13 Reasons Why

13 Reasons Why is an American teen drama series from Netflix. The fourth and final season landed on the platform earlier this month and the season finale has divided fans, and angered some people living with HIV.

I’ve never watched the show, in fact until I saw the furore breakout on ‘HIV Twitter’ I’d never even heard of it. The fact I could watch the HIV/AIDS storyline in short YouTube clips in less than ten minutes is a major part of the problem.

The story was rushed, the rapid decline you see in Justin’s health largely unrealistic (he’s the character diagnosed with the virus), and the script and dialogue displayed piss poor medical practice.

I take issue with a lot of the criticism towards to show solely being focused on the fact they decided to kill the character, with viewers witnessing him dying in a hospital bed after collapsing at the high school prom.

Yes effective medication exists, yes this enables people living with HIV to live well, to have healthy lives and protect their sexual partners from getting the virus, but there are lots of people who still experience poor health outcomes. Access to treatment isn’t guaranteed, and too many people are still diagnosed late and many people are still too afraid to test for HIV.

People with HIV are still dying. Two close friends, who had a huge impact on my life died in 2019. And it was the anniversary of the memorial for one of those friends yesterday that led me to want to learn more about this show and the controversial subplot.

How many deaths are recorded in people living with HIV?

Global deaths

Data isn’t recorded in the same way in every country. It is important to pay attention to how data is defined and reported – the direct sources of surveillance information should outline this.

UNAIDS report that AIDS-related mortality has declined by 33% since 2010 and AIDS-related deaths have been reduced by more than 56% since the peak in 2004. According to their 2019 factsheet around 770 000 [570 000–1.1 million] people died from AIDS-related illnesses worldwide in 2018.

They report 13,000 [9,400–16 000] AIDS-related deaths in 2018 from their ‘western and central Europe and North America’ region.


The Centers for Disease Control and Prevention (CDC, the US health protection agency) reports on deaths due to any cause, so not necessary AIDS-related or with any connection to an individual’s HIV status.

Their data reports 15,820 deaths in 2018 among adults and adolescents with diagnosed HIV in the US and dependent areas. Justin’s death is of course fictitious but in 2018 the CDC recording the following number of deaths in the USA based on the following transmission categories across all men:

  • Male-to-male sexual contact: 6,578
  • Injection drug use: 2,114
  • Male-to-male sexual contact and injection drug use: 1,378
  • Heterosexual contact: 1,528

To put these figures into context the CDC reported 1,040,352 adults and adolescents were living with diagnosed HIV infection in the United States and 6 dependent areas in the same year.


Public Health England (PHE) reported 473 deaths in people living with HIV in 2018. Using a calculation of between 22-47% of deaths being attributed to AIDS-defining illness they estimate this number to be a maximum of 222. Mortality rates in the UK are highest in those with HIV who inject drugs. Key commentary from PHE is their advice that those diagnosed with HIV late are at increased risk of developing an AIDS-defining illness and continue to have a more than 10-fold increased risk of death in the year following their diagnosis.

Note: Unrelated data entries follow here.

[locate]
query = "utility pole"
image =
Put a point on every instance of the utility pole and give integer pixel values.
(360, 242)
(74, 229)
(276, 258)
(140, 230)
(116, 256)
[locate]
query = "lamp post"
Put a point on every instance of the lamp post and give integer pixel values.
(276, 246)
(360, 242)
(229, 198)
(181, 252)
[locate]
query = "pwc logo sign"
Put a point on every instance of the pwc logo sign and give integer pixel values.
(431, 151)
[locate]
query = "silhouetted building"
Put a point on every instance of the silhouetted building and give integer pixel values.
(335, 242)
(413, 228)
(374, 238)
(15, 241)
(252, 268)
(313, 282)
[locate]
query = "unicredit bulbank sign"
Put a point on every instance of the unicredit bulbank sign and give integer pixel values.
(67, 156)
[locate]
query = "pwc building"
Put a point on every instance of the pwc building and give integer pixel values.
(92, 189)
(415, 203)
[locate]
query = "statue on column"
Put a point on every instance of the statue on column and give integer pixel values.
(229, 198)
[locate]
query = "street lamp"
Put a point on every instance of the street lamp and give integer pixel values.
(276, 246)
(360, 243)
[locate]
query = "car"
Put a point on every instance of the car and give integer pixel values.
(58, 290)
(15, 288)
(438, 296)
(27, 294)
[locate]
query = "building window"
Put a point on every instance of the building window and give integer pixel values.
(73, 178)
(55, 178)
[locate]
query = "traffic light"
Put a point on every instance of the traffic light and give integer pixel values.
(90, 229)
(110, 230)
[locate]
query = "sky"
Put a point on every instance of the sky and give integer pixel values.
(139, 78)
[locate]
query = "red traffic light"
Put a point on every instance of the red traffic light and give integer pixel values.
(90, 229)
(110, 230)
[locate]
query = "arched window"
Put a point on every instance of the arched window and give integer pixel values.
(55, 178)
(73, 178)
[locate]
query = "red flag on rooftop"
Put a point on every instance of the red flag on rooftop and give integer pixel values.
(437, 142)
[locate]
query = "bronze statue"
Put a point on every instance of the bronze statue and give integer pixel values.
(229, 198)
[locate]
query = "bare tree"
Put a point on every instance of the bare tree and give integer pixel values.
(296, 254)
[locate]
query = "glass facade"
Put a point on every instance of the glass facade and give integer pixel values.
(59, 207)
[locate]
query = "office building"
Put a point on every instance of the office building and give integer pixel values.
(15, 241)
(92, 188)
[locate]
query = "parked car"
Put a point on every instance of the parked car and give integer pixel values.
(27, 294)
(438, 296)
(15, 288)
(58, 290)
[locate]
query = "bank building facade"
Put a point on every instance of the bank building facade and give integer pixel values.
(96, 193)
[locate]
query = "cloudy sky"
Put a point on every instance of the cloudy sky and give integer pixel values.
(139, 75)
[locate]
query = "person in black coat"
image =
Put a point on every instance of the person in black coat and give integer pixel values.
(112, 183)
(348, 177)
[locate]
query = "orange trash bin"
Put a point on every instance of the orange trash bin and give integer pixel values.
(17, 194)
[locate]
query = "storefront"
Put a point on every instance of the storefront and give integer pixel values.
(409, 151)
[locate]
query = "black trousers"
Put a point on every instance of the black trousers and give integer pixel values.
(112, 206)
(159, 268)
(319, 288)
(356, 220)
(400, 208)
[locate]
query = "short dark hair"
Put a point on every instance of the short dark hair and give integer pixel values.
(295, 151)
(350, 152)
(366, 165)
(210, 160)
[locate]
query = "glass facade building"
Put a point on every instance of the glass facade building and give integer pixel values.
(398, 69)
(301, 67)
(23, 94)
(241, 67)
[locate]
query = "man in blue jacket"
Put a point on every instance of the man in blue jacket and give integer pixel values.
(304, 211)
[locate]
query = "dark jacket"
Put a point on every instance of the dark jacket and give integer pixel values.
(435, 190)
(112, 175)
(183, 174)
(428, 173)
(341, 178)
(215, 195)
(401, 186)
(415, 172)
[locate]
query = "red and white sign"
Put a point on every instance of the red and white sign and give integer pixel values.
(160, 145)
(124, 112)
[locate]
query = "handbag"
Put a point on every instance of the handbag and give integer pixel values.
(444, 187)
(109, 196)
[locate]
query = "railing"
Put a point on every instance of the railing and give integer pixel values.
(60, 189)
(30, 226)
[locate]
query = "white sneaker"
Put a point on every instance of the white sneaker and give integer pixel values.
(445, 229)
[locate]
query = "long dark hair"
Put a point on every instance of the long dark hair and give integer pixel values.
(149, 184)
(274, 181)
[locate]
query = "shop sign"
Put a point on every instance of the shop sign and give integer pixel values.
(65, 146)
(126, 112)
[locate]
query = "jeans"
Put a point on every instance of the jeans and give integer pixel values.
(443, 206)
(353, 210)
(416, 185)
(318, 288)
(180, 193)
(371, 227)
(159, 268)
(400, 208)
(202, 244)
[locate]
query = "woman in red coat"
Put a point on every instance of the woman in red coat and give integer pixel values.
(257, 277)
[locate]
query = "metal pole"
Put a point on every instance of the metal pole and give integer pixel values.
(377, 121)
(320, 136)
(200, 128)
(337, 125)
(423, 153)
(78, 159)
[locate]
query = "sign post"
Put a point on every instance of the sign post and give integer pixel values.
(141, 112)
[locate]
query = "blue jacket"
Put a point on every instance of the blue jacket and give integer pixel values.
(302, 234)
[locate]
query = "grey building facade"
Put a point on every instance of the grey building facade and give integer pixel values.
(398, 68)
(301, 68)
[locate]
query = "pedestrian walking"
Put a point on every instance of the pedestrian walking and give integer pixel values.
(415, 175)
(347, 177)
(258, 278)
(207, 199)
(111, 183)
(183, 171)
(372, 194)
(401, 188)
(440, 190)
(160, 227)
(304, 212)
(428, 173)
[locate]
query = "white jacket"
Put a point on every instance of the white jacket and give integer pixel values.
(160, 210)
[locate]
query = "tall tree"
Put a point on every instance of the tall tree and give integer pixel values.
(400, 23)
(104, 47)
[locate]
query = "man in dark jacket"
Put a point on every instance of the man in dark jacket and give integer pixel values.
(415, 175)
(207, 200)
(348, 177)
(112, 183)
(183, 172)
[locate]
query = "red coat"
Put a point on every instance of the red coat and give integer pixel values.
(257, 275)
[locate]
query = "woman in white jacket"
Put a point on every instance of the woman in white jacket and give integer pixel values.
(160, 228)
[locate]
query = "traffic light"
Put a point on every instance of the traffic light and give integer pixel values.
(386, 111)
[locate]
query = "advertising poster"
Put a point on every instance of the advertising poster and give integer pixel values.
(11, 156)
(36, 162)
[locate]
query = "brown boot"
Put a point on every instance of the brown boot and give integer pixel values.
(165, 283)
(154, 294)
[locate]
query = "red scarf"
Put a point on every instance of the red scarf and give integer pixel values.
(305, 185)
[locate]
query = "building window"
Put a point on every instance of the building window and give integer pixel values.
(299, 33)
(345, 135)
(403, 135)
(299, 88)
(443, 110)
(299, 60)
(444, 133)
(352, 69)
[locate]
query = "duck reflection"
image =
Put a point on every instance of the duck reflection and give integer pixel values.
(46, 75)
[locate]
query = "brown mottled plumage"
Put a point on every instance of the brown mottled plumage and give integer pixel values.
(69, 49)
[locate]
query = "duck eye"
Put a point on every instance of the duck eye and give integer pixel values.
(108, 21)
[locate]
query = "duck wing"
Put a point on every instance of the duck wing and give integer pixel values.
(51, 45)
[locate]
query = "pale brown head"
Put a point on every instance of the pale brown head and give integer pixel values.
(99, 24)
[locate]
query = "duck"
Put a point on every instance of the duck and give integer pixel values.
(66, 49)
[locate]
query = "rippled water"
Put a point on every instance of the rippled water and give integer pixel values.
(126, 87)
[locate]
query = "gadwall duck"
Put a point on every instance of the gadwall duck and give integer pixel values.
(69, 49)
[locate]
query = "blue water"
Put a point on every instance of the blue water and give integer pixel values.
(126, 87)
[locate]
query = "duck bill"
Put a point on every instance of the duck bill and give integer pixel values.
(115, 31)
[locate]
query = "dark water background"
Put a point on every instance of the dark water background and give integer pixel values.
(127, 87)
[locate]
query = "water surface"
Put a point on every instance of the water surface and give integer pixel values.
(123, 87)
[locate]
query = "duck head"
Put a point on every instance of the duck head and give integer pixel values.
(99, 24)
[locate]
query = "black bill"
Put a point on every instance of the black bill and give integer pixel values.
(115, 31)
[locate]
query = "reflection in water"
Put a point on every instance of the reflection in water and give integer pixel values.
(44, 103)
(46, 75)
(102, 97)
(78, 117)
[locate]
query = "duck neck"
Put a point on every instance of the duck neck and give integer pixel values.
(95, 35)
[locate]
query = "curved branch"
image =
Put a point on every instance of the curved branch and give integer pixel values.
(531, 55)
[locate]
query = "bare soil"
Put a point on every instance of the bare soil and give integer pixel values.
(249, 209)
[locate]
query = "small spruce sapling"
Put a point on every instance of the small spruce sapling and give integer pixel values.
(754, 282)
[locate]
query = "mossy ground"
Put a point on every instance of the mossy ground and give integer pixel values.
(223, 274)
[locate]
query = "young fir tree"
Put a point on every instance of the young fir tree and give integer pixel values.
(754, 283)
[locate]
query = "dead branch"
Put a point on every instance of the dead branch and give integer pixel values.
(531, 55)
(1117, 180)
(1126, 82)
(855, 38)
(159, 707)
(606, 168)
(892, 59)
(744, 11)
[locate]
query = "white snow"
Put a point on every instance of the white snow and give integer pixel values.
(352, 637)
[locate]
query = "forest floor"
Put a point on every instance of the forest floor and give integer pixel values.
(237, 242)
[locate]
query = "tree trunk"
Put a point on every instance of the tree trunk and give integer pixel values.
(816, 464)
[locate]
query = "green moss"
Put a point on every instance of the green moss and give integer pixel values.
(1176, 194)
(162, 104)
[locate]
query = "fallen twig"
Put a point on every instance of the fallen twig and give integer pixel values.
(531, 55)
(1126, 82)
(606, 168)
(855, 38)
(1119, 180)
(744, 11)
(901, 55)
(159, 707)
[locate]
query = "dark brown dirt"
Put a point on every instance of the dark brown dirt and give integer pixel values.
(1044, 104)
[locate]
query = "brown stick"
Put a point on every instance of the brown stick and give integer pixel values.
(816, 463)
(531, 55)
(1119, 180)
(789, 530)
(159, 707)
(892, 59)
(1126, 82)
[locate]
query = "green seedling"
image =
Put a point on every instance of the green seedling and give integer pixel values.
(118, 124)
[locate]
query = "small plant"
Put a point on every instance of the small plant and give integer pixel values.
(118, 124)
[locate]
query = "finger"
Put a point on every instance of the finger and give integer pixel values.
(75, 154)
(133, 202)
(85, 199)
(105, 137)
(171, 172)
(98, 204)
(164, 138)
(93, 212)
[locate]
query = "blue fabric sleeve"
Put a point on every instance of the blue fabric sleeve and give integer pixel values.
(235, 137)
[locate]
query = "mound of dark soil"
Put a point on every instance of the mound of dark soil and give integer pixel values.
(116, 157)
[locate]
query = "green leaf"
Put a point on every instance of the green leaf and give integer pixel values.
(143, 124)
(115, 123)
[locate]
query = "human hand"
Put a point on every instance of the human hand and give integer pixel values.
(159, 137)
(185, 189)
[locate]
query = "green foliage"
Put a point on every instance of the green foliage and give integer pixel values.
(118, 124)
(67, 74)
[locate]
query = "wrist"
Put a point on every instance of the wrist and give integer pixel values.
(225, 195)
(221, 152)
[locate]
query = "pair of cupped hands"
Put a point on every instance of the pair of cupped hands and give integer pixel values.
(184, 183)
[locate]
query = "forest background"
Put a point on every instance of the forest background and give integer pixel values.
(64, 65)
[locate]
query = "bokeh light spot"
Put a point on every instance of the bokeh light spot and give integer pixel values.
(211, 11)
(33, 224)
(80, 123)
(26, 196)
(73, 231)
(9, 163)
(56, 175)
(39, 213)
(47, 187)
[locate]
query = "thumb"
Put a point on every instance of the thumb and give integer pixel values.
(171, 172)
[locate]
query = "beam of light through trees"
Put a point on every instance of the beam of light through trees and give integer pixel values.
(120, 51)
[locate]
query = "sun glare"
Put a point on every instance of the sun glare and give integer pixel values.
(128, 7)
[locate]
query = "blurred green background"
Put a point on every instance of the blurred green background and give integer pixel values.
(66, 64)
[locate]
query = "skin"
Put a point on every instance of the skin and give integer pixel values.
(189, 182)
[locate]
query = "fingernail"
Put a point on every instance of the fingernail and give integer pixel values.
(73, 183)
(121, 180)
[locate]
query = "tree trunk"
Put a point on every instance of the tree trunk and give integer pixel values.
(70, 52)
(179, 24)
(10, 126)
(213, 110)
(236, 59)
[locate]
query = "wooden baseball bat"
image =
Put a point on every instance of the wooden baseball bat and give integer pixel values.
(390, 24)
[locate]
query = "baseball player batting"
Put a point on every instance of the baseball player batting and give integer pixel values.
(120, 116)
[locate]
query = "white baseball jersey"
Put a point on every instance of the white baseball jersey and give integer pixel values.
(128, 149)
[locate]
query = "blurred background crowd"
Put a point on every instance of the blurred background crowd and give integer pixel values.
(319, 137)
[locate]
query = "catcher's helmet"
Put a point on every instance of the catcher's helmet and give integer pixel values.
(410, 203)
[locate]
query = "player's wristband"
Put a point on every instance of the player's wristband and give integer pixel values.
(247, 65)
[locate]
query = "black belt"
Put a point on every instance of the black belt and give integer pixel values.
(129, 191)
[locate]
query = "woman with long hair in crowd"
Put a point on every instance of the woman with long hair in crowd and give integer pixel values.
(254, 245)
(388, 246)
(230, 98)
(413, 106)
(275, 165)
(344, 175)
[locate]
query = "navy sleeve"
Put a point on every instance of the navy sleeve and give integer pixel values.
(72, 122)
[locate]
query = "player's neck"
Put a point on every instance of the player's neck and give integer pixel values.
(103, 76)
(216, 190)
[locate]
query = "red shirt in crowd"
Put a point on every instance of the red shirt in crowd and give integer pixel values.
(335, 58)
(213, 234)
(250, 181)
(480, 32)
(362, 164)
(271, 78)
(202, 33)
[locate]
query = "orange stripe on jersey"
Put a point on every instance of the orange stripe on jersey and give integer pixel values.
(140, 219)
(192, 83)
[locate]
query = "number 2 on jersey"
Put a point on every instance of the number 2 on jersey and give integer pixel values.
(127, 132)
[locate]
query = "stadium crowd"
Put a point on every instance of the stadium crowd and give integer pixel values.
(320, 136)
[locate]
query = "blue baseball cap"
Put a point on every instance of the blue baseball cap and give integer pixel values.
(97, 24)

Controversy sparks interest

Was this season poorly written? Or were the producers well aware these scenes would be debated amongst fans, or encourage new interest in the series? As I started to write this piece I almost tuned into the episode myself. Maybe being decommissioned after four seasons had an impact on how they wanted to share Justin’s story.

Experiences with HIV aren’t always positive, there isn’t always a happy ending. Must the media always depict a favoured outcome, or one that fits a palatable narrative for today’s health promotion messaging? No. Do TV and film have a responsibility to portray issues through a sensitive, realistic and factually correct storyline? Absolutely. Soaps, dramas and films can take health messaging to whole new audiences and reach people campaigns will never touch, especially in the context of how under-funded HIV now is in 2020.

HIV storylines through TV and film largely only tackle death and loss if they’re set before the advent of effective combination antiretroviral therapy in the second half of the 1990s. Shows like Pose and films like Rent have attempted to sensitively engage audiences in the pain and anger that people losing loved ones to AIDS experienced.

It is interesting to see that 13 Reasons Why tried to break this pattern by engaging this narrative in modern times, but the delivery was poor, and not acceptable. The writers had an opportunity to tell a different type of story. By all accounts, in failing to give time to the storyline, and include information of what Justin’s life could have been like had he tested sooner, they ultimately didn’t manage to educate their audience about HIV and also left viewers dissatisfied with the portrayal of the character’s demise.